How Long Will This Go On?
When women first start to notice that they are losing their hair, they feel an overwhelming rush of fear come over them. There are so many questions that unfortunately remain unanswered while in pursuit of finding the root cause of our hair loss. We can become overwhelmed, isolated, withdrawn and completely undone as we begin to watch our hair fall on the floor, on our clothing, caught in the shower drain and stuck in the hair brush. We dread taking a shower because of the massive amount of hair that seems to shed following a shower or a bath. What used to be a pleasurable and relaxing experience turns to anxiety and fear and the horrid anticipation of the next massive shed. Our lives can come undone as we begin to think we are petty and vain for caring about how our hair is missing. We hear comments from those around us (and even from ourselves at times) stating, “It’s only hair!” but it is so much more than that. If it wasn’t such a big deal to lose our hair, then why all the commercials and advertisements for hair care products? Hair is beautiful, and it is a part of who we are physically, so when it departs from us, it can leave us feeling unattractive, depressed, fearful of intimacy, and obsessed about finding out how to get it back. When I became a member of The Woman’s Hair Loss Project Network, one of the questions most frequently asked by others was “How long will this go on? How long will I continue to lose my hair and what can I do to get it back?” When new women join our community which I lovingly refer to as “The Great Sisterhood,” they are first struck by the amount of support and tenderness from our many members. Each woman has her own hair loss story, but in the end, regardless of how much or how little hair you have lost the emotional toll and feelings are always the same.
We are all growing and changing…each and everyday. I never knew that I could have good female friends and have them love and care about me. It moves us into a better place. Each woman on the Network is my teacher and for that I am so grateful. I cherish each one and love to watch them grow and step out of the shadows of their pain and aguish.

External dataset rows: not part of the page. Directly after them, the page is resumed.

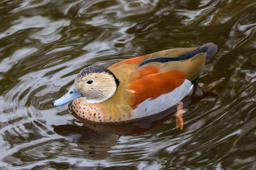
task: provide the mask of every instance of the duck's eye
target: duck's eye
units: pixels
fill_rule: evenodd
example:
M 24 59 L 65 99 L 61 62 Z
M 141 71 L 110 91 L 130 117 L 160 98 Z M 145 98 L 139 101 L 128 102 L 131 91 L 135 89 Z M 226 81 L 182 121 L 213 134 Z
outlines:
M 88 80 L 87 82 L 87 84 L 92 84 L 92 82 L 93 82 L 92 80 Z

Hairloss may have brought us together, but what we learn along the way is that there has been a part of us that was empty….a longing unmet that is filled to over flowing because we reach out to others and we also reach in to ourselves. We cry tears of pain and aguish, but over time, those tears turn into joyful tears of appreciation and amazement…because we are seen, cherished, loved and respected right where we are. For the first time in our lives, we don’t have to put up a front or perform….we are just free to be who we are inside.
The Women’s Hair Loss Project Network becomes the catalyst to rediscovering who we are as we reflect on other women’s thoughts and emotions poured out all over their blogs and in their comments. We see so clearly that we have so much more than hair loss in common with them and it brings a sense of balance and peace to our hearts and lives. It moves us in a new direction that reaches out to those who are hurting because we have been there and it gives those in the throws of panic and despair hope for renewed strength.
Other members of the Network understand when new members say ”I’m not as strong as you, and I know I will never be that strong”, because we were there in that place once. New ladies that sign up feel hopeless and lost, and we whisper softly and tenderly to them helping to restore their lost dignity, self confidence and self worth. We are so much more than our hair and being among these ladies teaches us that on such a profound level.
When we become more confident and gather more self worth in our being, we sit in amazement and wonder what changed? How is it that we became so very different from the first day we joined? The answer is that we dug down deep into our souls and we mustered up new strength we never knew we had, and while we were digging we saw all the faces of those who were just like us. We realize we aren’t crazy, we aren’t neurotic, and we aren’t worthless…we realize our own humanity and we cry with tears of joy that we are understood.
It is truly a beautiful thing to behold, and yet we are not impervious to falling into the mire again. We find that even though we may wallow for a time in the mire because it is a strange and old familiar feeling, our time in that place becomes less and less. Our strength also gives us the ability to step into the mire of another woman and yet not be sullied by its effects. We sit with her there and listen to her story. Sometimes we sit in silence and other times we speak tenderly and compassionately to her, all the while, reflecting on our own journey when we felt the same exact way.
We are a sisterhood of hope and change…of life and love…and of courage and strength.